Вы здесь

Праздник и на нашей улице

“Свержень замечателен одной оригинальной
 улицей, которая почти вся состоит из корчем”.

П. Шпилевский

И сегодня многие улицы и улочки больших и малых городов по всему миру вполне знамениты обилием специальных мест для питания (фото 1). Ибо не духом единым жив человек и устроен так, что вынужден кормиться-питаться, как всякое живое существо.

Наши предки считали, что и боги не прочь полакомиться, потому и несли им требу из лучшего съестного, а само место этой “трапезы” становилось священным алтарем. Потому и у людей совместному кушанью-столованию искони придавали значение если и не священнодейства, то значимого события, отводя под него самые большие и светлые комнаты-палаты. У князей-царей над ними работали лучшие зодчие-мастеровые, резчики, живописцы. А саму трапезу-гуляние сопровождали признанные скоморохи, песенники-танцоры, превращая застолье в красочный обряд с шутками-прибаутками, с деловыми беседами-пожеланиями. Потому и сказки наши добрые обыкновенно завершались мировыми пирами-торжествами: “…И я там был…”

Эту всеобщую требу-потребность застолий-общений простолюдины удовлетворяли в корчмах, название которых обнаруживает корни в персидском‚ арабском и турецком языках, означая там “есть”, “кушать” и одновременно расходы‚ издержки на провизию. Мы же вправе отмечать тысячелетие корчем, поскольку начиная с XI века встречаем их следы практически во всех славянских краях. И везде корчма зачастую совмещала в себе и постоялый двор-приют для путников, что вполне логично, поскольку именно они, лишенные своего пристанища, более других нуждались в крове-столе.

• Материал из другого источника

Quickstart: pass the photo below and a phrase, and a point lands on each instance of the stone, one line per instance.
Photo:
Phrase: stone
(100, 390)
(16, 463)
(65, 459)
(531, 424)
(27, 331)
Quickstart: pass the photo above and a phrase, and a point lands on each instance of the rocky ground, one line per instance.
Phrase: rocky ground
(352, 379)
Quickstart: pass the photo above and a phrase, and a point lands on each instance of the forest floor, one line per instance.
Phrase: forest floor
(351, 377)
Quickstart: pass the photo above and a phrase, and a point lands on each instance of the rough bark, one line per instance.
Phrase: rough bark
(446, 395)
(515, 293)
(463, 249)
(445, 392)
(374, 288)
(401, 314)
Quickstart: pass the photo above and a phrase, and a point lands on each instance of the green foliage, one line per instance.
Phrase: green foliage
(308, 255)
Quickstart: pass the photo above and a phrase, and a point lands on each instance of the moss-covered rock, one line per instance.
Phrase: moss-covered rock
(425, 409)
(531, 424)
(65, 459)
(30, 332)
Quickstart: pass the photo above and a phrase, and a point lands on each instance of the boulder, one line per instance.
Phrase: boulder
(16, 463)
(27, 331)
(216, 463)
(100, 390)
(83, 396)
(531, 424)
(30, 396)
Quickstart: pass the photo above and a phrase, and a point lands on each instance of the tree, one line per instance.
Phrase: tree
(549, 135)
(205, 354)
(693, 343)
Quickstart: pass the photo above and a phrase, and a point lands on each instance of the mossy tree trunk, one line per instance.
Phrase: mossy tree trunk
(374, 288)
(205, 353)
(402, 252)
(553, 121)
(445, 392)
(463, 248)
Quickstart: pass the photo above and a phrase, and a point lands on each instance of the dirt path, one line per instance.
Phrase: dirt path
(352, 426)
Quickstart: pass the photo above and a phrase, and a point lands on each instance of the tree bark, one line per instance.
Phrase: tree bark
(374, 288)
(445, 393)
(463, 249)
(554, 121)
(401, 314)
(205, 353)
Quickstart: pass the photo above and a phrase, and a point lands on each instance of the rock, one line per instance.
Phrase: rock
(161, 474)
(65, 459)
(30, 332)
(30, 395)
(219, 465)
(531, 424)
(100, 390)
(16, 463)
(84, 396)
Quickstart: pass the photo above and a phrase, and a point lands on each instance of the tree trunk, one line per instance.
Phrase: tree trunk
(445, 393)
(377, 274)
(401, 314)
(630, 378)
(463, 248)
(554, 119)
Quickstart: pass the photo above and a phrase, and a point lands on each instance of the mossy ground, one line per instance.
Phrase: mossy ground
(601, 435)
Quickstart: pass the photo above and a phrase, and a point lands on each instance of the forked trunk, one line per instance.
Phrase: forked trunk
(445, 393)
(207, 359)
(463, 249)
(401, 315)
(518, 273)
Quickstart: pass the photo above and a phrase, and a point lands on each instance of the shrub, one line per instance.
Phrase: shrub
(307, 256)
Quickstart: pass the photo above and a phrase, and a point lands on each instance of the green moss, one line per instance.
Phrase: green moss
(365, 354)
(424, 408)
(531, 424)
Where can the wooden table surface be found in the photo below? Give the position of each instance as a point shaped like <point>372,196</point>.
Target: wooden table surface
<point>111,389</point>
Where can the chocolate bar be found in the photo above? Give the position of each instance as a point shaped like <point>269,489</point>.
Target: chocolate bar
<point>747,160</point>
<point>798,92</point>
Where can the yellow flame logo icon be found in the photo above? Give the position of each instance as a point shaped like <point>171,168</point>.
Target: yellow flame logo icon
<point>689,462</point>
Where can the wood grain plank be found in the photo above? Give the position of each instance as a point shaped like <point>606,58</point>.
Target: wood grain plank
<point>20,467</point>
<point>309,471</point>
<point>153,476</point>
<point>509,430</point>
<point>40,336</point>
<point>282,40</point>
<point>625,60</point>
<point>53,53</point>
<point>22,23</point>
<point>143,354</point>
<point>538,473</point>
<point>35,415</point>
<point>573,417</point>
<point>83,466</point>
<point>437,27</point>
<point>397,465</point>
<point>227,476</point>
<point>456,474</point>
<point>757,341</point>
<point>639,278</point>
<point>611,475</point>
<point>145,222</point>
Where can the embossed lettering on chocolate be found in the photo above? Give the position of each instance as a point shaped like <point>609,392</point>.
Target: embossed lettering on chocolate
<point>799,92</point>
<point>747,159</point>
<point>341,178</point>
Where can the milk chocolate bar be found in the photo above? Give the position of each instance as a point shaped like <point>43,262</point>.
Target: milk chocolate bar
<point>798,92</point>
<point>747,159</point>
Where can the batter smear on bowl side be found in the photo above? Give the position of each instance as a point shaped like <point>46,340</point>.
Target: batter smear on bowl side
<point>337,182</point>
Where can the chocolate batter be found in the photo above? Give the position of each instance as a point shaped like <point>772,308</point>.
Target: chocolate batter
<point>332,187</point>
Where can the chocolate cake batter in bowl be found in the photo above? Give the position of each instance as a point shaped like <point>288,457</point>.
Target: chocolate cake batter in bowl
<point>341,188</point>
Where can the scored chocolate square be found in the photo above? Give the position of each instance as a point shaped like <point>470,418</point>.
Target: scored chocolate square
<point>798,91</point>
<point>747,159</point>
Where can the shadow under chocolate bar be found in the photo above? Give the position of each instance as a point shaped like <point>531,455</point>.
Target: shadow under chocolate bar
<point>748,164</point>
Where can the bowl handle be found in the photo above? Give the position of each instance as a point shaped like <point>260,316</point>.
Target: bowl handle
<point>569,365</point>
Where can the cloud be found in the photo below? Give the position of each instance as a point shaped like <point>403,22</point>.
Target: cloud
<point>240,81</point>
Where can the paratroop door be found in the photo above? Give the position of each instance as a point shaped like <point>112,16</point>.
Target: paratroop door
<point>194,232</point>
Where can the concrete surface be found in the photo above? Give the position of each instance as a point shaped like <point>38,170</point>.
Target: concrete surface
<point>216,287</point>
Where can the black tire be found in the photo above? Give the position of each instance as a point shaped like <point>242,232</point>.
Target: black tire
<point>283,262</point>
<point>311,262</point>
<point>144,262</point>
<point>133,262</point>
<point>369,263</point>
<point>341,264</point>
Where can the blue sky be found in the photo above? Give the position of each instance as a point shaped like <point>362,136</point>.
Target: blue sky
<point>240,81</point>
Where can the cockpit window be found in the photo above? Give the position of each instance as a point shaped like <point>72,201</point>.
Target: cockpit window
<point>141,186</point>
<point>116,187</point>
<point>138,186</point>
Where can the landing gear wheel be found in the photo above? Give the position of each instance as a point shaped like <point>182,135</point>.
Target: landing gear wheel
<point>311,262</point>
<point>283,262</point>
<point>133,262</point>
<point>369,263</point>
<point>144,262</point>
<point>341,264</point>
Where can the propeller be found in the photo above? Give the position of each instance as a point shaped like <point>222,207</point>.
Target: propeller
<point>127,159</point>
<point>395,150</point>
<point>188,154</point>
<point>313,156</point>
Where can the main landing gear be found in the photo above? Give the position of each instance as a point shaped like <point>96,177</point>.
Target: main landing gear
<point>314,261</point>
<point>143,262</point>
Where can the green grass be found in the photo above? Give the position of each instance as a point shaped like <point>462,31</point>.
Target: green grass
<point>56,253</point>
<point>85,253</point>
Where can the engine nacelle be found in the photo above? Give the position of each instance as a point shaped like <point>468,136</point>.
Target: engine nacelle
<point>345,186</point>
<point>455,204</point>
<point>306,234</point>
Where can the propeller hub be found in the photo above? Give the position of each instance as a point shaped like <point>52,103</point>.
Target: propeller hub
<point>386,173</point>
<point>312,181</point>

Таким образом, размещение корчем вдоль трактов, на их перекрестках стало даже писаным правилом-законом. Так, с присоединением белорусских земель к России новые корчмы дозволялось строить, “наблюдая при этом, чтоб они были при больших дорогах и при церквах”. Все потому, что корчмы “покутные” (в глухих углах-кутах) уходили из-под контроля самодержавного государства. А это уменьшало не только собираемый налог-дань, но и спокойствие, ведь народная корчма копила вольнодумие, стремление “белорусом зваться”. Иначе говоря, корчма представляла собой более глубокое и значительное явление, нежели “общепит”. Благодаря “вольному корчемству” в ней помимо дружеской пирушки чинился суд, разбирались спорные дела заезжих постояльцев, приставы передавали народу постановления правительства… Словом, стародавняя корчма-шинок служила самодеятельной ратушей, этакими политическим клубом, Домом культуры, где не зазорным было петь-плясать и приличным женщинам- “бондаровнам”. “У карчме і ў бані — усе роўныя дваране” (фото 2).
Может, есть-таки смысл в возрождении-поощрении корчемства в контексте развития белорусского села, дабы подвигать не только предпринимательство, но и самобытное в национальной культуре, исконно доброе в нашем народе. Не зря же белорусская корчма долгое время противостояла мрачным во всех отношениях кабакам. Так у татар назывались постоялые дворы, где подавались кушанья и хмельные напитки. У россиян они выродились в сугубо питейное заведение, где еду-закуску попросту запрещали продавать.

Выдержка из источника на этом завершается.